In questa analisi generale, l’Italia non è certo molto ben considerata. “L’Italia si configura come uno stato nazionale unificato in epoca relativamente recente – scrive ancora il rapporto da New Delhi – balcanizzato e lottizzato da secoli, in maniera non dissimile da quanto occorso a stati colonizzati in altri continenti. L’Italia (omissis) gode di un permanente capitale di simpatia per storia, cultura e bellezze naturali; ma nel bene e nel male in questa parte del globo si pensa ancora che l’Italia sia il terzo mondo dell’Europa”.
Un’Europa che nelle ultime vicende della crisi monetaria non sta facendo certo una bella figura con le sue divisioni e la sua impotenza economica, specie nei paesi del BRIC cui l’India appartiene. Ed è considerata di fatto un servo degli Usa, con la Nato che a sua volta è uno strumento squalificato della potenza imperialistica americana.

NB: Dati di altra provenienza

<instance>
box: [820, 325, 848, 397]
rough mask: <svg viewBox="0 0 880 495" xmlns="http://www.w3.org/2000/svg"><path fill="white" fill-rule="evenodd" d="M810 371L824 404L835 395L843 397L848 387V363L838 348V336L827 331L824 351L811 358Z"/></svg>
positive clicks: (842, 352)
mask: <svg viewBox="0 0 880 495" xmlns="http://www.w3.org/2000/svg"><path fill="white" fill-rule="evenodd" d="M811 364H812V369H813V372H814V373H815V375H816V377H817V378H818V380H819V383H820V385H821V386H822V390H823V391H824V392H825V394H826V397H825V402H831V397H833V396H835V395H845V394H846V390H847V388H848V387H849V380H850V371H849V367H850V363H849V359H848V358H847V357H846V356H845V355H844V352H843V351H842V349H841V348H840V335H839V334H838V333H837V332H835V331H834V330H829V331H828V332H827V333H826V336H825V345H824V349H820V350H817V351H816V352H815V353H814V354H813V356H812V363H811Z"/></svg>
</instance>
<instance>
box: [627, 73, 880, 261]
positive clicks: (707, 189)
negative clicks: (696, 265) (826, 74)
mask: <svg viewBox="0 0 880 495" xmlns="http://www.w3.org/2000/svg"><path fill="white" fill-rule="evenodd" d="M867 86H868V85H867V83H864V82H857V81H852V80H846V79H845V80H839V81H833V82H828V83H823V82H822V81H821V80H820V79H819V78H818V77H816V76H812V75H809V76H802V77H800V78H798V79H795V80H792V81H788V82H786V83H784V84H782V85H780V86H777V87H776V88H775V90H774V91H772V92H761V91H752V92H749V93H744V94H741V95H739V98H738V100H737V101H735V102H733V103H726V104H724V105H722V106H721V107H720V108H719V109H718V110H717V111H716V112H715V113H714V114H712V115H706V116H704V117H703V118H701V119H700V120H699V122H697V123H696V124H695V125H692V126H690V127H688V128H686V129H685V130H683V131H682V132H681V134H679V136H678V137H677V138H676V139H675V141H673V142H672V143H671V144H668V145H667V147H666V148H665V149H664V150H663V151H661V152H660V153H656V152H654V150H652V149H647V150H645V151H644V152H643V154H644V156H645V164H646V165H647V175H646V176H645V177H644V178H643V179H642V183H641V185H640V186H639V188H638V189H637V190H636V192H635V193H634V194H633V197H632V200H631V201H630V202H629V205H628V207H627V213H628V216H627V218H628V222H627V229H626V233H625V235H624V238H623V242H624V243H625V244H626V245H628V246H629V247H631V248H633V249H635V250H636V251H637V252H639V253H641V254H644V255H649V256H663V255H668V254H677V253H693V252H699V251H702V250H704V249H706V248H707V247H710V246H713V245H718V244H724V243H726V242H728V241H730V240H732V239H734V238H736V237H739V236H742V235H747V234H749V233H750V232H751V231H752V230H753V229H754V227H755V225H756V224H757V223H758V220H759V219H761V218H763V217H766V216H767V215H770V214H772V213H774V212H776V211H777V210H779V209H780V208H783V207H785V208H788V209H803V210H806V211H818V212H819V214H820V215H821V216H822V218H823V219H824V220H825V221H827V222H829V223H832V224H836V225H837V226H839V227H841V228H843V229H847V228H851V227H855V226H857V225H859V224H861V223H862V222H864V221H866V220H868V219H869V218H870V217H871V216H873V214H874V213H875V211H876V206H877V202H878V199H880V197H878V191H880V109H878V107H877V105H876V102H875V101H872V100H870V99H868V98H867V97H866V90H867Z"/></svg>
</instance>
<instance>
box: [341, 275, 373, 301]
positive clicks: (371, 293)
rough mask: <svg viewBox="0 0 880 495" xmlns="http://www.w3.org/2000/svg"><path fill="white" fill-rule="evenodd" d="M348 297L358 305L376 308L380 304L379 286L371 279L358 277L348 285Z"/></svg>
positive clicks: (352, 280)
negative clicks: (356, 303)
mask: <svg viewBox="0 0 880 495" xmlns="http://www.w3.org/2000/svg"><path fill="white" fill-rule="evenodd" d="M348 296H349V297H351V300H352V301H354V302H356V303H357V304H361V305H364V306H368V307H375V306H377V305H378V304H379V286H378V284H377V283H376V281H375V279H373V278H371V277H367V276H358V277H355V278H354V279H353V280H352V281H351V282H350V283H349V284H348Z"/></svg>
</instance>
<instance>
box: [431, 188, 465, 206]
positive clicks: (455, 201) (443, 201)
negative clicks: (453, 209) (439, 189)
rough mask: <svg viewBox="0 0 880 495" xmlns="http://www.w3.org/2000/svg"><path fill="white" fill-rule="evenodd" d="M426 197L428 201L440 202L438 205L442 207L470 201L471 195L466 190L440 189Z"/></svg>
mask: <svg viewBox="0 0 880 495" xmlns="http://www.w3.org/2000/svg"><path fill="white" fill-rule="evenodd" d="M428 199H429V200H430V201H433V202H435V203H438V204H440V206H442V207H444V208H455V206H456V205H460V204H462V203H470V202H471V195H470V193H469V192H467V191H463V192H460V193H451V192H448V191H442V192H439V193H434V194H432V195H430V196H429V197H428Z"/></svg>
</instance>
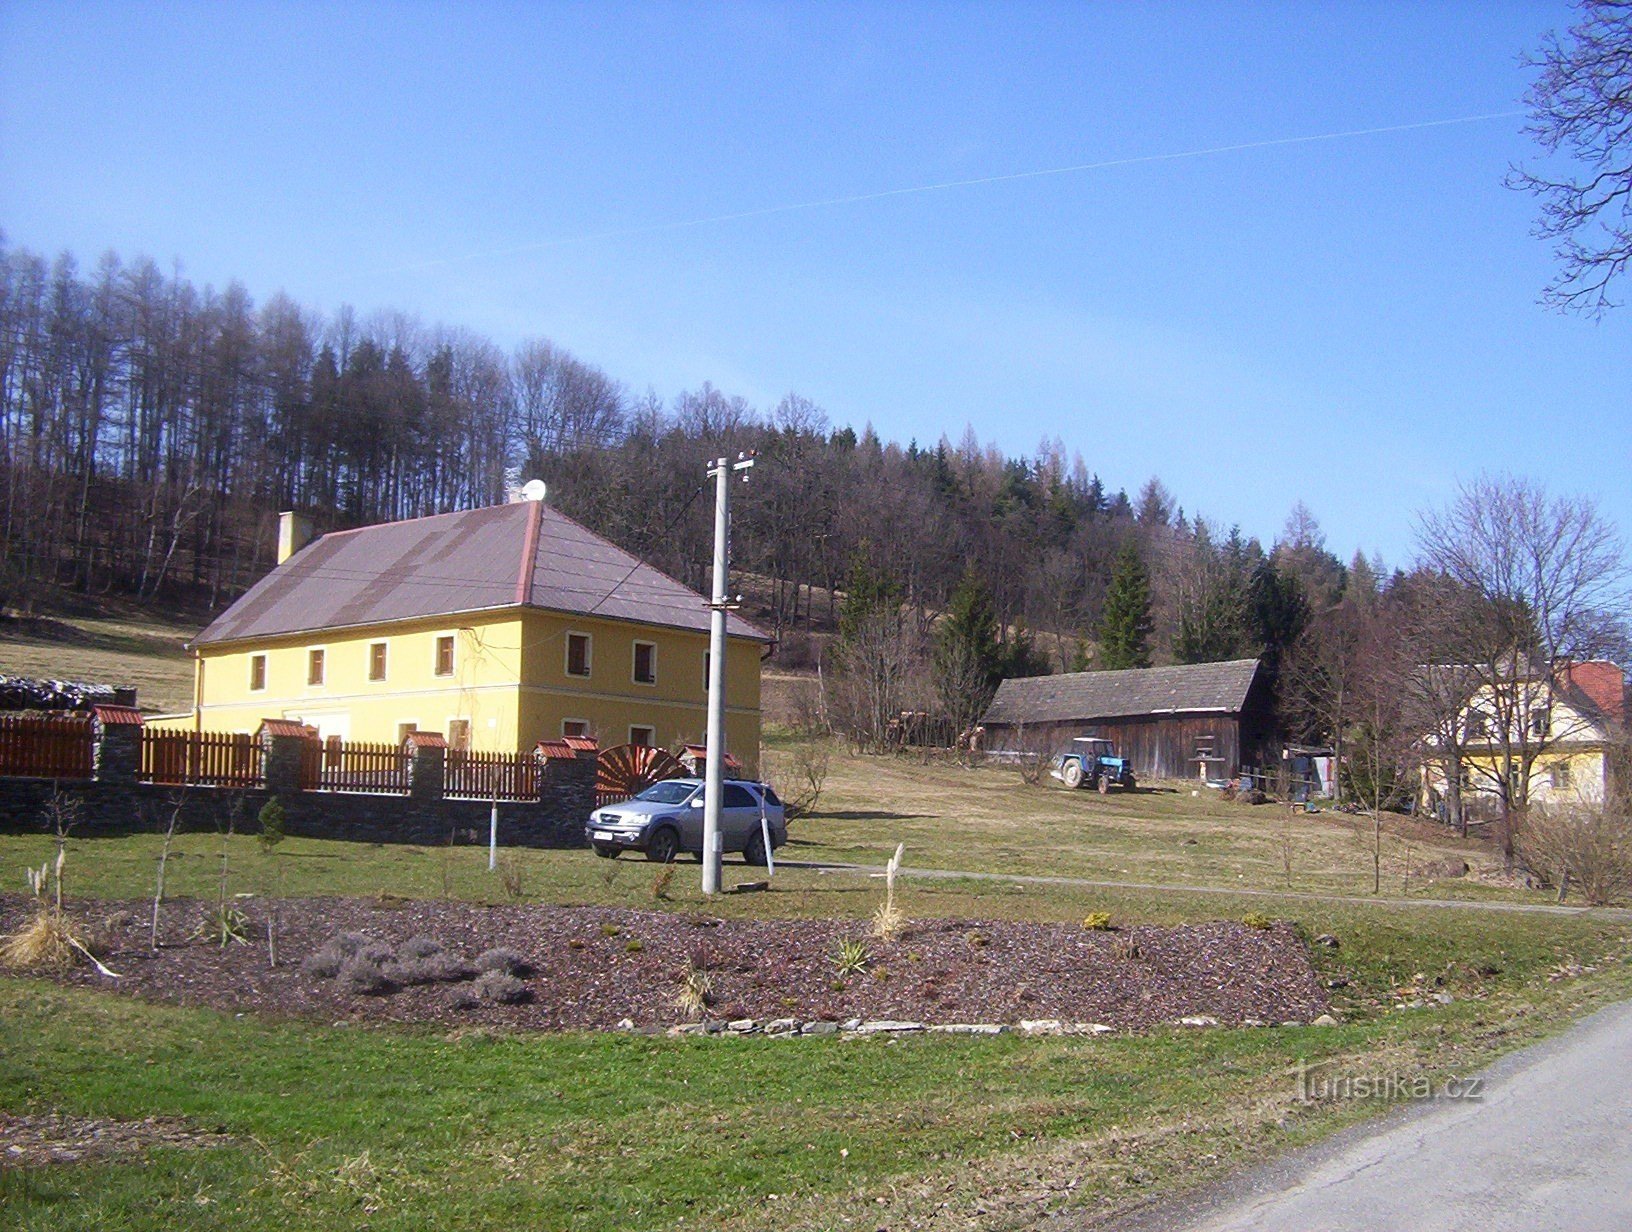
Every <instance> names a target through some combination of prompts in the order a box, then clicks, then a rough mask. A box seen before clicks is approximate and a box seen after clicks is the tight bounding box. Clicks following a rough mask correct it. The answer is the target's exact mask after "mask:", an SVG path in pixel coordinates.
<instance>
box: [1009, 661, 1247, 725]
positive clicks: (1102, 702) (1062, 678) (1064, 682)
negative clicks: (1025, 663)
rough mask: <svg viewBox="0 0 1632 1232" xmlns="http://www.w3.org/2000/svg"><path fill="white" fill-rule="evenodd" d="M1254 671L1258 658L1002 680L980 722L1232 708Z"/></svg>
mask: <svg viewBox="0 0 1632 1232" xmlns="http://www.w3.org/2000/svg"><path fill="white" fill-rule="evenodd" d="M1257 672H1258V661H1257V659H1232V661H1229V663H1193V664H1183V666H1177V667H1134V669H1129V671H1121V672H1069V674H1066V676H1030V677H1023V679H1017V680H1004V682H1002V684H1000V685H999V687H997V697H994V698H992V705H991V708H989V710H987V711H986V718H984V720H982V723H986V725H987V726H997V725H1015V723H1066V721H1071V720H1092V718H1133V716H1138V715H1178V713H1198V711H1200V713H1227V715H1232V713H1237V711H1240V708H1242V707H1244V705H1245V703H1247V692H1248V690H1250V689H1252V680H1253V677H1255V676H1257Z"/></svg>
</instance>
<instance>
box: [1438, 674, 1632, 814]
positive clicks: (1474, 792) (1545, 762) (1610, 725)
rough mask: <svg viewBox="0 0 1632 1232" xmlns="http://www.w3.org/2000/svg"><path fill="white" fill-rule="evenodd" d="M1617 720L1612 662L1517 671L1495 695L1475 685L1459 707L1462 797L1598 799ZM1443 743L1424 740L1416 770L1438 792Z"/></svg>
mask: <svg viewBox="0 0 1632 1232" xmlns="http://www.w3.org/2000/svg"><path fill="white" fill-rule="evenodd" d="M1624 721H1625V676H1624V674H1622V671H1621V667H1619V666H1617V664H1614V663H1604V661H1590V663H1568V664H1563V666H1562V667H1559V669H1557V671H1554V672H1546V671H1541V669H1539V671H1536V672H1518V674H1516V679H1513V680H1508V682H1505V684H1503V685H1501V690H1500V694H1498V692H1497V690H1495V689H1493V687H1492V685H1490V684H1483V685H1479V687H1475V689H1474V694H1472V698H1470V700H1469V703H1467V705H1466V707H1464V708H1462V711H1461V777H1462V798H1464V801H1467V803H1470V804H1475V806H1477V804H1479V803H1480V801H1485V803H1488V804H1493V803H1497V801H1498V800H1500V798H1501V796H1506V800H1510V801H1513V803H1516V804H1526V803H1528V804H1570V803H1583V804H1599V803H1603V801H1604V800H1606V798H1608V796H1609V793H1611V791H1612V790H1614V788H1616V787H1617V783H1616V770H1617V751H1619V749H1621V747H1622V742H1624ZM1503 728H1505V729H1506V738H1503ZM1446 746H1448V741H1441V739H1430V741H1428V746H1426V749H1428V759H1426V764H1425V773H1423V778H1425V785H1426V787H1428V788H1430V791H1433V793H1438V795H1441V796H1443V795H1444V793H1446V777H1448V764H1449V759H1448V756H1446V752H1444V749H1446ZM1503 783H1506V791H1503Z"/></svg>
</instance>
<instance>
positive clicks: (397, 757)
mask: <svg viewBox="0 0 1632 1232" xmlns="http://www.w3.org/2000/svg"><path fill="white" fill-rule="evenodd" d="M300 788H302V790H304V791H385V793H395V795H405V793H406V791H408V751H406V749H403V747H401V746H400V744H364V742H362V741H341V739H330V741H325V742H322V744H320V742H318V741H312V742H310V744H307V747H305V749H304V751H302V757H300Z"/></svg>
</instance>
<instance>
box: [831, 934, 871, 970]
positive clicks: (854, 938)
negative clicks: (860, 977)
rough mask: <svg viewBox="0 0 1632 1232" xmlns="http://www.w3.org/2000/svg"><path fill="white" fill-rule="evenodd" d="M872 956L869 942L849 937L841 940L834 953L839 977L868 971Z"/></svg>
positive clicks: (859, 938) (833, 959) (834, 950)
mask: <svg viewBox="0 0 1632 1232" xmlns="http://www.w3.org/2000/svg"><path fill="white" fill-rule="evenodd" d="M870 958H871V956H870V955H868V953H867V942H863V940H860V938H849V940H844V942H839V948H837V950H834V955H832V964H834V968H837V971H839V979H844V977H845V976H858V974H862V973H863V971H867V964H868V961H870Z"/></svg>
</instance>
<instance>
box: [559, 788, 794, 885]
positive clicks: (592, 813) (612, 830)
mask: <svg viewBox="0 0 1632 1232" xmlns="http://www.w3.org/2000/svg"><path fill="white" fill-rule="evenodd" d="M761 818H764V827H761ZM767 829H769V831H770V847H772V850H775V849H777V847H782V844H785V842H787V840H788V819H787V809H783V806H782V801H780V800H778V798H777V793H775V791H774V790H772V788H770V783H756V782H751V780H744V778H726V780H725V800H723V801H721V803H720V835H721V839H723V842H725V850H728V852H741V853H743V858H744V860H746V862H747V863H751V865H764V863H765V837H764V831H767ZM584 837H586V839H588V840H589V845H591V847H594V850H596V855H604V857H607V858H609V860H610V858H615V857H617V855H620V853H622V852H645V853H646V858H648V860H656V862H659V863H667V862H669V860H674V858H676V857H677V855H679V853H681V852H689V853H692V855H697V857H702V853H703V780H702V778H664V780H663V782H661V783H653V785H651V787H648V788H646V790H645V791H641V793H640V795H638V796H633V798H632V800H625V801H623V803H620V804H605V806H604V808H597V809H596V811H594V813H591V814H589V824H588V826H584Z"/></svg>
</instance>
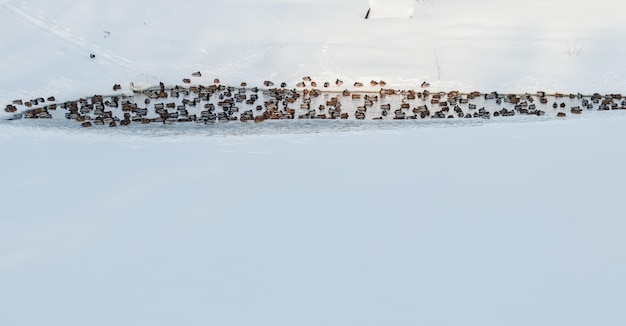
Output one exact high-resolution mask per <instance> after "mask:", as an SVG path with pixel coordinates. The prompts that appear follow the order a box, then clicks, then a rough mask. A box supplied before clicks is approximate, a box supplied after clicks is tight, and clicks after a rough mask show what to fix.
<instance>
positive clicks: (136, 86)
mask: <svg viewBox="0 0 626 326" xmlns="http://www.w3.org/2000/svg"><path fill="white" fill-rule="evenodd" d="M129 86H130V89H131V90H132V91H133V92H143V91H145V90H147V89H149V88H150V87H152V85H150V83H148V82H146V83H143V84H135V83H134V82H130V84H129Z"/></svg>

“Pertanto agli occhi degli indiani – conclude la relazione da New Delhi – il prestigio dell’Europa non è stato mai così basso negli ultimi decenni. Il continente è percepito da molti come un ancor prospero parco giochi vacanziero, privo di un’effettiva indipendenza, impantanato in conflitti sociali, a corto di dinamismo e avviato verso un futuro irto di difficoltà”.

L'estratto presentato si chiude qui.